Mais nous savons, hélas, que l’Histoire est écrite par les vainqueurs et que, par conséquent, la place que Tanvir Gondal devrait y occuper ne sera pleinement reconnue que lorsque les classes qu’il s’efforçait de défendre auront enfin renversé l’impérialisme et le capitalisme pour établir une société nouvelle et réellement démocratique, libérée de l’oppression et de l’exploitation, c’est-à-dire une société authentiquement socialiste.

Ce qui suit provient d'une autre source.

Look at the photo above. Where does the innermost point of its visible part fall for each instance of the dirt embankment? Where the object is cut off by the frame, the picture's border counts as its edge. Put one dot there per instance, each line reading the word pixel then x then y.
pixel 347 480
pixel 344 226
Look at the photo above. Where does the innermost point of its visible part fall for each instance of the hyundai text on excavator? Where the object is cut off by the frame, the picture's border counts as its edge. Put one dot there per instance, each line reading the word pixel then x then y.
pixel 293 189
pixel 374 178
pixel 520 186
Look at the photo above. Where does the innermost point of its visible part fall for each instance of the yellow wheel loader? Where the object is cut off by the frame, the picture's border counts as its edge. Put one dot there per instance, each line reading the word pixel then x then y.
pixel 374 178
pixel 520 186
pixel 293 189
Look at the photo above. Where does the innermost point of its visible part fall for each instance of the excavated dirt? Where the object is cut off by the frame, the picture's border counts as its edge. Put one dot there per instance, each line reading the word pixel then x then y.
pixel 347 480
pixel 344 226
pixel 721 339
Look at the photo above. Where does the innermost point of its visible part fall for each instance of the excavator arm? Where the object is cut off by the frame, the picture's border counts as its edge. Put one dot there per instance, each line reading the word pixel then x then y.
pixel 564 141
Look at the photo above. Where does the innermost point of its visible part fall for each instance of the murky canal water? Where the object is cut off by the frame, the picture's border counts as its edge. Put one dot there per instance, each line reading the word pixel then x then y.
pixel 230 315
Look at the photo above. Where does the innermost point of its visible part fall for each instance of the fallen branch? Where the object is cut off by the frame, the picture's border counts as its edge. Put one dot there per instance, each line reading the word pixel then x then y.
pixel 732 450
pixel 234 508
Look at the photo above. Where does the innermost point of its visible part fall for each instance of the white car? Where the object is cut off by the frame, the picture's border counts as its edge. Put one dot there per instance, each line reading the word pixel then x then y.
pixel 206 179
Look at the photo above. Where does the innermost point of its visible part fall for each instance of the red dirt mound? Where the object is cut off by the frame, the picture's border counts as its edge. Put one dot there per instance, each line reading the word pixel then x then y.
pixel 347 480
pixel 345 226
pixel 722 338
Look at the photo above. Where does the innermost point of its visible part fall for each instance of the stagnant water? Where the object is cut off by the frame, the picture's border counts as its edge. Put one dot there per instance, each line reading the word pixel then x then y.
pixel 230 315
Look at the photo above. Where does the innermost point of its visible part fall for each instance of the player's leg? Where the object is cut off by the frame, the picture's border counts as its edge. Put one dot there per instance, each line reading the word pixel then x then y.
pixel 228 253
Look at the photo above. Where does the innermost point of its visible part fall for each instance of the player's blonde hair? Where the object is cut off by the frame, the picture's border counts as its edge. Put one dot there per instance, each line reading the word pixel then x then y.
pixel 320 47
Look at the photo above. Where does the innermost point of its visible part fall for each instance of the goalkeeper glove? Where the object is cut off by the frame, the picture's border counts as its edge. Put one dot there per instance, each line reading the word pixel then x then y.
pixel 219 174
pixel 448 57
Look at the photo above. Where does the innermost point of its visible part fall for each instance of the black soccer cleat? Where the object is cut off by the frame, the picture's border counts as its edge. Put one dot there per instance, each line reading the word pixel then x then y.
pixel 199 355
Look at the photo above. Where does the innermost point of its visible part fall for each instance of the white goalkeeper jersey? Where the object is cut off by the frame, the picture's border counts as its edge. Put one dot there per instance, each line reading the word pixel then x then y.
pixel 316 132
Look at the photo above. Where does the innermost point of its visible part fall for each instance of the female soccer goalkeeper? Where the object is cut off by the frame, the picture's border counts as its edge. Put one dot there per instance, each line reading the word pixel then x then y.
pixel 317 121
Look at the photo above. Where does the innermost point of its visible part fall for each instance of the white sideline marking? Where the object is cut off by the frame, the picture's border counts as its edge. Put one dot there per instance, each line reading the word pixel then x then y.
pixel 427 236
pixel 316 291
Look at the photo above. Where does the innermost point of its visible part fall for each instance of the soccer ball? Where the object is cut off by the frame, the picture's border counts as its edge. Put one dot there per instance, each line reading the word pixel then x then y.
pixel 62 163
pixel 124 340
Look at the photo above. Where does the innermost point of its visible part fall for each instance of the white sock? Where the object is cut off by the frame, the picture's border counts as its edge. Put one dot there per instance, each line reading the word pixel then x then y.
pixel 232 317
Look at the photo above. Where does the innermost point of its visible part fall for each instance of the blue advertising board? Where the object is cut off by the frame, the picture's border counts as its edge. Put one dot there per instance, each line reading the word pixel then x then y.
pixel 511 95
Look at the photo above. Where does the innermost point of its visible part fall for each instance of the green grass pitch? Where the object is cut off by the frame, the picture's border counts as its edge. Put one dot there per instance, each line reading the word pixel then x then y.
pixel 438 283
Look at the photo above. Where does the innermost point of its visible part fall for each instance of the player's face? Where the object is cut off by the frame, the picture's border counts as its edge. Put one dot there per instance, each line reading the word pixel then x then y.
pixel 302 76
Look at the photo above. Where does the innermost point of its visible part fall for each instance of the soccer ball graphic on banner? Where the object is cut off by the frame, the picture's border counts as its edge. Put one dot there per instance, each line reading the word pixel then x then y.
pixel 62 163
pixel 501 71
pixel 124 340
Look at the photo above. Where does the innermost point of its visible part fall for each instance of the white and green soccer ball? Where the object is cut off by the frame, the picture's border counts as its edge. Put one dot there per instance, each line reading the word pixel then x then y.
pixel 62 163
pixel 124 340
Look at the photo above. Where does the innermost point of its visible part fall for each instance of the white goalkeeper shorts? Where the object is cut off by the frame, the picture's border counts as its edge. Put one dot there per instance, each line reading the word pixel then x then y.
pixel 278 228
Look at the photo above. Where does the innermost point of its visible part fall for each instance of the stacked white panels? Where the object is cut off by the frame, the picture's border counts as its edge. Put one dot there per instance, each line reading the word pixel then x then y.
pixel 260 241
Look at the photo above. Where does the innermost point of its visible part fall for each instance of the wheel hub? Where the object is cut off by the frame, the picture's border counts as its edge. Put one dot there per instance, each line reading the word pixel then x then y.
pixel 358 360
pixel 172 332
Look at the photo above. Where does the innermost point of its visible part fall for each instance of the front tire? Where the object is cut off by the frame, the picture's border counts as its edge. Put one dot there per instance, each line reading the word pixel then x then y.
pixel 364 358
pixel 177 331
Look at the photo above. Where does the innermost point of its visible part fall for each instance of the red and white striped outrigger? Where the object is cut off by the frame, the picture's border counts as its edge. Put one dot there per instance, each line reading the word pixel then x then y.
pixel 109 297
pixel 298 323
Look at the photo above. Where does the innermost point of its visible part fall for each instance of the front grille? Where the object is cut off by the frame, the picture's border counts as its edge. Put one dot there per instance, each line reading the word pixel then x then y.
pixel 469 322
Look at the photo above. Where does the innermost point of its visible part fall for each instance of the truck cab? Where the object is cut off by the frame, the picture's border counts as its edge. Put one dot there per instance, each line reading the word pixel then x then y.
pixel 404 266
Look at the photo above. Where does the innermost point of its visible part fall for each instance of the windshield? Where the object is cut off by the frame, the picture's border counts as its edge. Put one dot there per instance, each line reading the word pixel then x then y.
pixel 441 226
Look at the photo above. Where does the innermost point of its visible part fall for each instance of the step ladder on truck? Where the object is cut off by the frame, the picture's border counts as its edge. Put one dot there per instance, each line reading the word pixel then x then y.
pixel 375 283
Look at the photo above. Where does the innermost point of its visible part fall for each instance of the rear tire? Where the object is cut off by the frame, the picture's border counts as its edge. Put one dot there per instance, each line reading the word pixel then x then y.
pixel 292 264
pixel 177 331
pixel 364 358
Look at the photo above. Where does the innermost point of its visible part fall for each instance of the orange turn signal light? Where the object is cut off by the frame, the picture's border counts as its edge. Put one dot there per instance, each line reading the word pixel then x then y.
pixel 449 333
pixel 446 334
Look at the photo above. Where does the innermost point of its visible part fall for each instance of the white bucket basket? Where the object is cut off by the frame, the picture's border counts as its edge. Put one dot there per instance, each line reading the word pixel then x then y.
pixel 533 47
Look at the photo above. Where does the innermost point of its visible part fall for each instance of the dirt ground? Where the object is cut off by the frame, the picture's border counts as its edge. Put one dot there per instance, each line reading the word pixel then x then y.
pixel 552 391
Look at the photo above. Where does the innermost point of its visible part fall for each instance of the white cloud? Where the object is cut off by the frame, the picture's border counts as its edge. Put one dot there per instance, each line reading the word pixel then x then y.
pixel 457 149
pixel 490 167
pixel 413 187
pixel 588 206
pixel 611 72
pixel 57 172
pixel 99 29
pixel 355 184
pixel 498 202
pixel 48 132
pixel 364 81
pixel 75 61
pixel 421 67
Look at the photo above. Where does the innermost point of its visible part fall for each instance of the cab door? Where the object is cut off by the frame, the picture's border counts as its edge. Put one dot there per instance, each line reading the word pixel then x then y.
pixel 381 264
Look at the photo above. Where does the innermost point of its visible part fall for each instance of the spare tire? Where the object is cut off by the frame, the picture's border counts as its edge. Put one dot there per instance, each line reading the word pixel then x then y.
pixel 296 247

Les révolutionnaires grandissent en fonction de leur tâche. En Europe occidentale, les « idées marxistes » peuvent être assez aisément acquises par les militants qui s’intéressent, et leur pertinence à propos du système capitaliste contemporain semble couler de source. Et c’est pourquoi nous avons ici des milliers de « révolutionnaires » à la parole facile, qui répètent à volonté des notions de base tirées des travaux des grands fondateurs du socialisme scientifique, en les présentant comme une réponse évidente aux problèmes sociaux, économiques et politiques de notre époque. En revanche, dans un pays tel que le Pakistan – et telle que l’était aussi la Russie tsariste – le cadre idéologique et les prémisses programmatiques élaborés par ces fondateurs devaient être retravaillés et enrichis d’une manière créative afin de prendre en compte la complexité des relations de classes au sein de ces sociétés. Tanvir était pleinement conscient de l’importance et de l’immensité de cette tâche qui, en dépit de l’héritage théorique de Lénine et Trotsky par rapport à l’arriération de la Russie, restait un terrain d’étude et d’analyse largement nouveau et inexploré d’un point de vue marxiste. En s’engageant dans cette entreprise cruciale, la stature de Tanvir, comme théoricien et penseur révolutionnaire, a dépassé celle de tous les autres théoriciens marxistes de notre époque, à l’exception possible de son mentor et inspirateur Ted Grant (1913-2006).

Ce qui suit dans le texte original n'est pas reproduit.